Getting Started¶
Contents¶
Setting up the python environment¶
python has been chosen as the main language of this book, for several reasons. It doesn’t have too much jargon, and the signal-to-noise ratio in code is very high (it’s almost pseudocode). While python is not the optimal language for scientific computing, it is familiar to most people with basic knowledge of programming, and the learning curve for python is not as steep as C++, Java, or Julia. One of the drawbacks associated with using python is that it doesn’t handle large graphs or datasets very well. C++ and Java both deal with larger structures more efficienly, and many authors of seminal papers in the field of GIS provide C++ and Java implementations alongside their papers. Julia, on the other hand, is a perfect midpoint between python and C++/Java. It maintains the readability of python but was developed specifically for scientific computing applications.
For the sake of accessibility, the example and exercises in this book will be based entirely in python. Implementations in other languages are welcome as pull requests. Simply make a PR of this repo and we’ll include any submissions that look promising.
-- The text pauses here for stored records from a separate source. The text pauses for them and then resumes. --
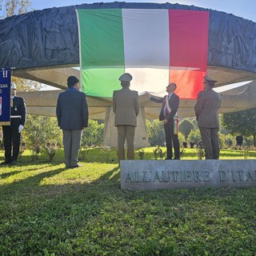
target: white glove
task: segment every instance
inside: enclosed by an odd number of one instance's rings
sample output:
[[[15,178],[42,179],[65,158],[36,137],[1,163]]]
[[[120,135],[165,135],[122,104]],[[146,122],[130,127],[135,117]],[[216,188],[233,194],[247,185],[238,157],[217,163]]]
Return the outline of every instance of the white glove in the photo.
[[[19,125],[19,126],[18,126],[18,132],[19,133],[21,133],[22,132],[22,130],[23,130],[23,126],[22,125]]]

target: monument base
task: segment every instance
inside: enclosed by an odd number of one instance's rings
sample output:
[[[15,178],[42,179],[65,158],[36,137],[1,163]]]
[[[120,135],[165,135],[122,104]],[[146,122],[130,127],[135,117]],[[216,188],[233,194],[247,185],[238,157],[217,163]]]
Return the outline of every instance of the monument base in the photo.
[[[256,160],[122,160],[121,189],[256,186]]]

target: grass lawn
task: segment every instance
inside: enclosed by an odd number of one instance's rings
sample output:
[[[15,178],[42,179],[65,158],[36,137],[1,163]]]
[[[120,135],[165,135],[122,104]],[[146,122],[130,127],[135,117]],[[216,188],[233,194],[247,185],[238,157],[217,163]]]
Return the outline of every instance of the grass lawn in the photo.
[[[0,166],[0,255],[256,255],[256,187],[122,191],[114,150],[91,149],[76,169],[62,159],[62,150],[51,162],[25,151]]]

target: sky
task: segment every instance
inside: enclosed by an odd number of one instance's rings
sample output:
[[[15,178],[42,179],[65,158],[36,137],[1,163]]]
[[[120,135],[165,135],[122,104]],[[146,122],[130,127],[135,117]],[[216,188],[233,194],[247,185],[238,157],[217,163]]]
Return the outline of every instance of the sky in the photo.
[[[32,2],[31,7],[33,10],[42,10],[52,7],[61,7],[68,6],[81,5],[82,3],[94,2],[113,2],[114,1],[91,1],[91,0],[30,0]],[[5,5],[6,0],[2,2],[2,7]],[[178,3],[181,5],[194,6],[211,10],[223,11],[227,14],[233,14],[235,16],[242,17],[256,22],[256,0],[127,0],[119,1],[126,2],[156,2],[156,3]],[[1,6],[0,6],[1,8]],[[0,10],[0,16],[2,15],[2,10]],[[237,86],[241,86],[243,83],[238,83]],[[227,88],[228,89],[228,88]]]
[[[0,0],[1,1],[1,0]],[[5,0],[3,0],[3,2]],[[90,0],[31,0],[32,7],[34,10],[42,10],[51,7],[68,6],[74,5],[80,5],[82,3],[94,2],[111,2],[114,1],[90,1]],[[242,17],[249,20],[256,22],[256,1],[255,0],[133,0],[133,1],[120,1],[126,2],[157,2],[157,3],[178,3],[188,6],[195,6],[220,11]]]

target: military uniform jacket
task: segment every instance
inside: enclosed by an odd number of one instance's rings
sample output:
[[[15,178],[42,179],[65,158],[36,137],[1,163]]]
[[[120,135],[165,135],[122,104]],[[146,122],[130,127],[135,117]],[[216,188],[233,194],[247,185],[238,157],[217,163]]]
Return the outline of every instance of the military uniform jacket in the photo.
[[[221,95],[212,89],[201,91],[194,106],[198,127],[218,128],[218,110]]]
[[[139,112],[138,95],[136,90],[124,87],[113,94],[114,125],[137,126]]]
[[[58,124],[64,130],[82,130],[88,126],[88,106],[86,94],[75,88],[60,93],[57,101]]]
[[[18,125],[24,126],[26,122],[26,103],[25,100],[22,97],[15,96],[12,101],[12,107],[10,110],[10,120],[11,122],[15,119],[15,123]],[[15,118],[15,116],[21,116],[20,118]],[[12,118],[14,117],[14,118]]]

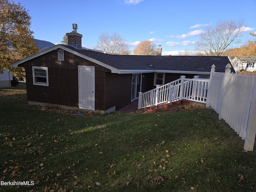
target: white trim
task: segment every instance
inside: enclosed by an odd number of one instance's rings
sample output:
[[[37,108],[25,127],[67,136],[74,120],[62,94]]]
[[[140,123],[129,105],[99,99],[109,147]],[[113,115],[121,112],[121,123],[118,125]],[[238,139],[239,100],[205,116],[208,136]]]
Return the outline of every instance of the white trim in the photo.
[[[163,74],[163,78],[162,79],[162,79],[162,84],[156,84],[156,76],[157,75],[157,74]],[[164,78],[165,78],[165,73],[155,73],[154,74],[154,85],[156,86],[156,85],[163,85],[164,84]]]
[[[45,70],[46,72],[45,78],[46,79],[46,83],[36,82],[36,76],[35,76],[35,69]],[[48,78],[48,68],[47,67],[39,67],[37,66],[32,66],[32,74],[33,74],[33,84],[34,85],[40,85],[41,86],[49,86],[49,79]]]
[[[92,62],[93,62],[94,63],[95,63],[96,64],[98,64],[101,66],[102,66],[103,67],[105,67],[108,69],[110,69],[111,70],[111,72],[113,73],[118,73],[118,72],[120,71],[118,69],[116,68],[113,67],[111,66],[110,66],[109,65],[107,65],[106,64],[104,63],[102,63],[102,62],[101,62],[100,61],[99,61],[98,60],[96,60],[96,59],[93,59],[90,57],[88,57],[88,56],[86,56],[84,55],[83,55],[83,54],[79,53],[78,52],[77,52],[76,51],[74,51],[73,50],[72,50],[64,46],[63,46],[60,44],[56,45],[55,46],[52,47],[43,51],[39,52],[39,53],[35,54],[34,55],[30,56],[30,57],[27,57],[25,59],[23,59],[22,60],[20,60],[20,61],[18,61],[18,62],[16,62],[16,63],[14,63],[12,64],[12,66],[13,67],[17,67],[18,66],[18,65],[20,64],[23,63],[25,62],[26,62],[27,61],[29,61],[30,60],[31,60],[31,59],[36,58],[39,56],[43,55],[46,53],[50,52],[51,51],[52,51],[54,50],[56,50],[59,48],[62,49],[68,52],[72,53],[74,55],[78,56],[85,59],[91,61]]]
[[[58,49],[61,49],[66,51],[72,53],[75,55],[78,56],[80,57],[83,58],[89,61],[93,62],[101,66],[105,67],[111,70],[112,73],[118,73],[119,74],[139,74],[139,73],[181,73],[184,74],[210,74],[210,72],[201,72],[198,71],[176,71],[176,70],[119,70],[117,68],[112,67],[107,65],[104,63],[101,62],[95,59],[93,59],[88,56],[86,56],[83,54],[79,53],[75,50],[72,50],[68,47],[62,46],[60,44],[58,44],[53,47],[52,47],[48,49],[45,50],[41,52],[39,52],[34,55],[30,57],[27,57],[24,59],[20,60],[19,61],[16,62],[11,65],[13,67],[18,67],[18,65],[26,62],[30,60],[36,58],[39,56],[43,55],[46,53],[50,52],[54,50],[57,50]]]
[[[210,75],[210,72],[204,72],[200,71],[173,71],[168,70],[154,70],[155,73],[181,73],[182,74],[202,74],[204,75]]]
[[[154,73],[154,70],[119,70],[118,73],[119,74],[140,74],[142,73]]]
[[[93,69],[93,72],[94,72],[94,80],[93,80],[93,84],[92,84],[92,91],[94,92],[93,95],[94,96],[94,98],[93,98],[93,100],[94,101],[94,103],[92,104],[92,107],[89,106],[81,106],[81,100],[82,99],[81,97],[81,89],[80,89],[80,86],[81,85],[81,81],[80,80],[80,77],[81,75],[81,73],[80,73],[80,69],[81,68],[92,68]],[[89,110],[95,110],[95,67],[94,66],[82,66],[82,65],[78,65],[78,108],[80,109],[87,109]]]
From this point forward, we’ll assume that you already have python 3.6+ installed on your system. For installation instructions specific to your operating system, see this Beginner’s Guide.
There are two primary ways to install the required packages you’ll need: pip and conda. We recommend using pip as conda may have some adverse effects on system dependencies when used improperly in Linux.
Note
If you intend on developing in Windows, we recommend that you leverage the convenience of the Windows Subsystem for Linux (WSL). This allows you to use the full capabilities of Linux from within Windows. You can read more about setting up WSL here. After enabling WSL, you can proceed with the rest of this book as if you were operating in Linux.
Using pip3¶
Execute the following commands in your terminal:
$ sudo apt update
$ sudo apt install python3-pip
Install venv and create a python virtual environment:
$ sudo apt install python3.8-venv
$ mkdir <new directory for venv>
$ python3 -m venv <path to venv directory>
Make sure that you replace python3.8 with the version of python you are using.
$ python3 -m ensurepip --upgrade
venv in included with python3.8+. You can run the following command to create a virtual environment.
$ mkdir <new directory for venv>
$ python3 -m venv <path to venv directory>
You can now access your venv using the following command:
$ source <path to venv>/bin/activate
Using conda¶
Install conda for your OS using the guide found here.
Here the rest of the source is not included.